Depuis 2010, plusieurs lâchers expérimentaux de ces mâles transgéniques ont été effectués, aux îles Caïmans et en Malaisie, par l'entreprise de biotechnologie britannique Oxitec. Avec des résultats assez encourageants pour intéresser le Brésil, où plusieurs millions de moustiques ont également été lâchés à titre expérimental.

Selon le même principe, la firme Oxitec peaufine actuellement la modification génétique de la mouche de l'olivier, de la mineuse de la tomate et de la teigne du chou, afin que ces ravageurs des cultures produisent une descendance non viable.

Si ces lignées venaient à être commercialisées, "des milliards de chenilles et d'oeufs de papillons et d'insectes génétiquement modifiés pourraient se retrouver dans les fruits et légumes, s'inquiète Christian Berdot, membre de l'association Les Amis de la Terre. L'agriculture intensive est dans une impasse que les compagnies de biotechnologies essayent de prolonger, mais à quel prix ? Et quelles seront les conséquences pour l'ensemble des écosystèmes touchés ? Personne ne le sait."

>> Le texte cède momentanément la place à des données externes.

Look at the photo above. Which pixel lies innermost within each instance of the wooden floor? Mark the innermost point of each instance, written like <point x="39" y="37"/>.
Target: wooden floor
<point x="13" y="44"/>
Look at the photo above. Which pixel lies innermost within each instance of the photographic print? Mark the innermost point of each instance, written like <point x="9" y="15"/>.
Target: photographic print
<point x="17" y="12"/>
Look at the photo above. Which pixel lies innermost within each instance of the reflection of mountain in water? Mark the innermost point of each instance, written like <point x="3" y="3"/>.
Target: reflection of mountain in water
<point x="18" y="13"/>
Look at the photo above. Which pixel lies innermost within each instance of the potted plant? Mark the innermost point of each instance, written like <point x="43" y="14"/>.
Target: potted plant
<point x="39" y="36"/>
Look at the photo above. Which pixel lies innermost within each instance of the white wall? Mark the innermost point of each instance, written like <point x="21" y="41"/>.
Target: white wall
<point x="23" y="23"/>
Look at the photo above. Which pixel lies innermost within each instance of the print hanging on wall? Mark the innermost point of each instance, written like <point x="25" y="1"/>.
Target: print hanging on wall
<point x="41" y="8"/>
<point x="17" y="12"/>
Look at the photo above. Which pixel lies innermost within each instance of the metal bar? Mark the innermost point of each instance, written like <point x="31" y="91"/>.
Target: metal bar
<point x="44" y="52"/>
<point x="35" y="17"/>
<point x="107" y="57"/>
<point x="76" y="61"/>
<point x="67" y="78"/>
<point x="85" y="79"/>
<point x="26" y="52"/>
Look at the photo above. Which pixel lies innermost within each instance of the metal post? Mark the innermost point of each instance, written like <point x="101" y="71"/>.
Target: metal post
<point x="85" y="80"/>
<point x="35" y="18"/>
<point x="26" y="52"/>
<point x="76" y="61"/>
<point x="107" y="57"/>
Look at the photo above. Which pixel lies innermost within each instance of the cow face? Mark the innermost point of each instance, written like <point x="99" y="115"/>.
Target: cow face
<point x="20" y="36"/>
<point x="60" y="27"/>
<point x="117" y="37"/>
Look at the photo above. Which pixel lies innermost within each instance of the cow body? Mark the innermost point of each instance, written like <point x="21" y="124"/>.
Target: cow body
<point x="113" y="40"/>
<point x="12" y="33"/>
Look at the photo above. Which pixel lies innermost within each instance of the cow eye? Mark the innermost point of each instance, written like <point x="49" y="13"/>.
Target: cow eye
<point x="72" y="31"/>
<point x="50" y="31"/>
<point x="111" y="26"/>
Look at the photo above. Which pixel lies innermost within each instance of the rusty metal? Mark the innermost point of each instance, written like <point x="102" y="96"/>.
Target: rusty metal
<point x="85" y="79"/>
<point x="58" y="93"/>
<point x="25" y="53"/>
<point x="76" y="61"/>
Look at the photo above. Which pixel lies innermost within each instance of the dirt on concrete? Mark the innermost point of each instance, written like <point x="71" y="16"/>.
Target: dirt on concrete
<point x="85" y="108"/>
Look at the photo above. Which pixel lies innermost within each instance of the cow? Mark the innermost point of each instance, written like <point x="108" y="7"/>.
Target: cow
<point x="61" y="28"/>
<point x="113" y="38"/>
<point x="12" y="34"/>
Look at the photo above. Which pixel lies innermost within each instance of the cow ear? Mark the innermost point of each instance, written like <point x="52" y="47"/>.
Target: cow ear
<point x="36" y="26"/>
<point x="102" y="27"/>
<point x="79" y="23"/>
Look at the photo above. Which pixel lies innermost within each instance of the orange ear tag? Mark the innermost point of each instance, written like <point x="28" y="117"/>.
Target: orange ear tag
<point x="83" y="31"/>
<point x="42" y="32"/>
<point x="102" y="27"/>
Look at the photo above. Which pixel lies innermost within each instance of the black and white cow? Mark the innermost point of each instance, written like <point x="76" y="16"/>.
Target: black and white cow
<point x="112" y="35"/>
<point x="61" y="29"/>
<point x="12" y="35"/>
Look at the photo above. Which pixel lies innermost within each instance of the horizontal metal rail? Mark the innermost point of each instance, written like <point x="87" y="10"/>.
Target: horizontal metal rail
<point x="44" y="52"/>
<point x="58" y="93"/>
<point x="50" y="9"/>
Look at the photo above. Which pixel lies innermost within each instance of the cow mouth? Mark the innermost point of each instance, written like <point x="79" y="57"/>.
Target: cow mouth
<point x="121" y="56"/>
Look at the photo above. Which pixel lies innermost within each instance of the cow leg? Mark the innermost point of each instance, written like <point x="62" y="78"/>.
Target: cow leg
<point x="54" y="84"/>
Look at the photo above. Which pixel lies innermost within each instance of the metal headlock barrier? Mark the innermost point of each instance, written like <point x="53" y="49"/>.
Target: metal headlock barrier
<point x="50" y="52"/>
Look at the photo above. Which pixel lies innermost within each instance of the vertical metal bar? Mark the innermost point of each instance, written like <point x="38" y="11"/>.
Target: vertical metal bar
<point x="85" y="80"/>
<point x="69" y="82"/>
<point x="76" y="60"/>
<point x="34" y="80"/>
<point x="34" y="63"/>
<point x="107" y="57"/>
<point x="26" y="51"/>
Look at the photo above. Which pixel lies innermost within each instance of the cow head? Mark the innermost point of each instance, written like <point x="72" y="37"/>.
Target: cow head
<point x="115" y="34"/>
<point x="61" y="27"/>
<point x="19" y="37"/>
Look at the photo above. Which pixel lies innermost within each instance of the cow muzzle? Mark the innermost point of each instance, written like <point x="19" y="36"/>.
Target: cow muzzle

NOUVEAU PROCÉDÉ D'INTERVENTION MOLÉCULAIRE

Dans ce contexte polémique, les AGM destinés à la consommation paraissent encore, en Europe, relever de la science-fiction. Mais la situation pourrait évoluer plus vite qu'il n'y paraît. Notamment grâce à l'avancée technique qui a donné naissance à Pig 26.

La manipulation génétique réalisée par les chercheurs écossais est en effet d'une précision inédite. Menée sur l'œuf fécondé qui lui a donné naissance, elle consiste à pratiquer sur le génome de Pig 26 une minuscule modification – portant sur une seule base nucléique –, en un lieu déterminé d'un seul gène. Lequel devient ainsi identique à celui des porcs africains, naturellement immunisés contre le virus de la peste porcine.

Dix à quinze fois plus efficace qu'auparavant, ce nouveau procédé d'intervention moléculaire pourrait donner un essor inédit à la transformation du patrimoine héréditaire des animaux domestiques. Au Roslin Institute, les biologistes travaillent actuellement à créer des poulets génétiquement résistants à la grippe aviaire.

En Chine, d'autres tentent de faire produire à des vaches un lait riche en acides gras oméga 3, normalement présents dans certains poissons. Alors qu'il faudra nourrir plus de 9 milliards de personnes en 2050, l'enjeu de ces recherches est évidemment considérable.